We decided to save a little money from his small earnings and my occasional payments. We would need money to go to Delhi, money to live there until we could earn a living. We put away twenty rupees one week, but lost it the next, when we lent it to a friend who owned a cycle rickshaw. But this gave us the occasional use of his cycle, and early one morning, with Ketan sitting on the crossbar, I rode out of Shahganj.
After cycling for about two miles, we got down and pushed the cycle off the road, taking a path through a paddy field and then through a field of young maize, until in the distance we saw a tree, a crooked tree, growing beside an old well.
I do not know the name of that tree. I had never seen one like it before. It had a crooked trunk and crooked branches, and was clothed in thick, broad, crooked leaves, like the leaves on which food is served in the bazaar.
In the trunk of the tree there was a hole, and, when we set the bicycle down with a crash, a pair of green parrots flew out, and went dipping and swerving across the fields. There was grass around the well, cropped short by grazing cattle.
We sat in the shade of the crooked tree, and Ketan untied the red cloth in which he had brought our food. When we had eaten, we stretched ourselves out on the grass. I closed my eyes, and became aware of a score of different sensations. I heard a cricket singing in the tree, the cooing of pigeons from the walls of the old well, Ketan breathing quietly, the parrots returning to the tree, the distant hum of an airplane. I smelled the grass and the old bricks round the well and the promise of rain. I felt Ketan’s fingers against my arm, and the sun creeping over my cheek. And, when I opened my eyes, there were clouds on the horizon, and Ketan was asleep, his arm thrown across his face to keep out the glare.
I went to the well, and, putting my shoulders to the ancient handle, turned the wheel, moving it around while cool, clean water gushed out over the stones and along the channel to the fields.
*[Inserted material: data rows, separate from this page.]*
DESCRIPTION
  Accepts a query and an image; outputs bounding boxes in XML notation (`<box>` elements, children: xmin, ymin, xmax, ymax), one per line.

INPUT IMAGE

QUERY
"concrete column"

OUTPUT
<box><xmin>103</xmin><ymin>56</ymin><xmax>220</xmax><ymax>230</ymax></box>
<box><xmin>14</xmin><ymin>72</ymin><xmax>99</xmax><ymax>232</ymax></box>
The discovery that I could water a field, that I had the power to make things grow, gave me a thrill of satisfaction; it was like writing a story that had t
he ring of truth. I drank from one of the trays; the water was sweet with age.
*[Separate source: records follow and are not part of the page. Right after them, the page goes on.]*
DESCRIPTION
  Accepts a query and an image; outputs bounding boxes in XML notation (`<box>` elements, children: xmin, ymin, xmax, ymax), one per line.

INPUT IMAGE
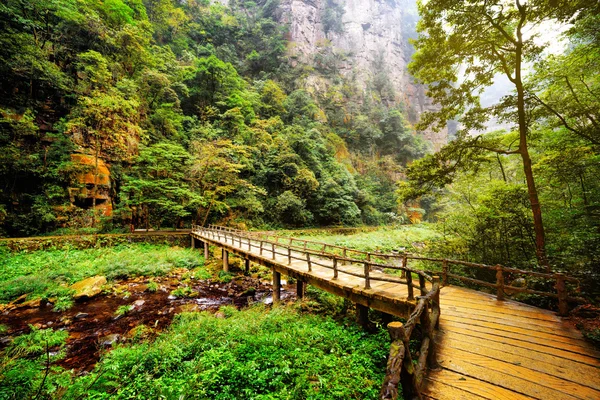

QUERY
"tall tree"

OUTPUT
<box><xmin>409</xmin><ymin>0</ymin><xmax>594</xmax><ymax>268</ymax></box>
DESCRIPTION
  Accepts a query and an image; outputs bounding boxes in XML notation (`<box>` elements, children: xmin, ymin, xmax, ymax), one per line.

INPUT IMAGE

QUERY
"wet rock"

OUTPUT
<box><xmin>100</xmin><ymin>333</ymin><xmax>121</xmax><ymax>347</ymax></box>
<box><xmin>179</xmin><ymin>303</ymin><xmax>200</xmax><ymax>312</ymax></box>
<box><xmin>17</xmin><ymin>299</ymin><xmax>42</xmax><ymax>308</ymax></box>
<box><xmin>69</xmin><ymin>276</ymin><xmax>106</xmax><ymax>299</ymax></box>
<box><xmin>133</xmin><ymin>299</ymin><xmax>146</xmax><ymax>308</ymax></box>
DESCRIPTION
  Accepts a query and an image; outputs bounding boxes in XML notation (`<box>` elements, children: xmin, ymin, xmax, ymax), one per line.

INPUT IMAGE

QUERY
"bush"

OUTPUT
<box><xmin>65</xmin><ymin>306</ymin><xmax>389</xmax><ymax>400</ymax></box>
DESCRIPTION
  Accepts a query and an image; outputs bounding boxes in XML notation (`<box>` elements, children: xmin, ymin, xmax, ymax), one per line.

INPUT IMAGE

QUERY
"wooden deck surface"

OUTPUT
<box><xmin>196</xmin><ymin>231</ymin><xmax>600</xmax><ymax>400</ymax></box>
<box><xmin>425</xmin><ymin>286</ymin><xmax>600</xmax><ymax>400</ymax></box>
Ketan was sitting up, looking at the sky.
‘It’s going to rain,’ he said.
We began cycling homeward but we were still some way out of Shahganj when it began to rain. A lashing wind swept the rain across our faces, but we exulted in it, and sang at the top of our voices until we reached the Shahganj bus stop.
Across the railroad tracks and the dry riverbed, fields of maize stretched away, until there came a dry region of thorn bushes and lantana scrub, where the earth was cut into jagged cracks, like a jigsaw puzzle. Dotting the landscape were old abandoned brick kilns. When it rained heavily, the hollows filled up with water.
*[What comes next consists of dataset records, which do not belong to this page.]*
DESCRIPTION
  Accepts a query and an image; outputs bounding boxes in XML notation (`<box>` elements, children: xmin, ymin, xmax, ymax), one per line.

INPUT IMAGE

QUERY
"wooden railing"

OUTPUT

Ketan and I came to one of these hollows to bathe and swim. There was an island in the middle of it, and on this small mound lay the ruins of a hut where a night watchman had once lived, looking after the brick kilns. We would swim out to the island, which was only a few yards from the banks of the hollow. There was a grassy patch in front of the hut, and early in the mornings, before it got too hot, we would wrestle on the grass.
Now, while we wrestled on the new monsoon grass, I felt his body go tense. He stiffened, his legs jerked against my body, and a shudder passed through him. I knew that he had a fit coming on but I was unable to extricate myself from his arms.
He gripped me more tightly as the fit took possession of him. Instead of struggling, I lay still and pressed against Ketan, and whispered soothingly into his ear; and then, when I noticed his mouth working, I thrust my fingers between his teeth to prevent him from biting his tongue. But so violent was the convulsion that his teeth bit into the flesh of my palm and ground against my knuckles. I shouted with the pain and tried to jerk my hand away, but it was impossible to loosen the grip of his jaws. So I closed my eyes and counted—counted till seven—until consciousness returned to him, and his muscles relaxed.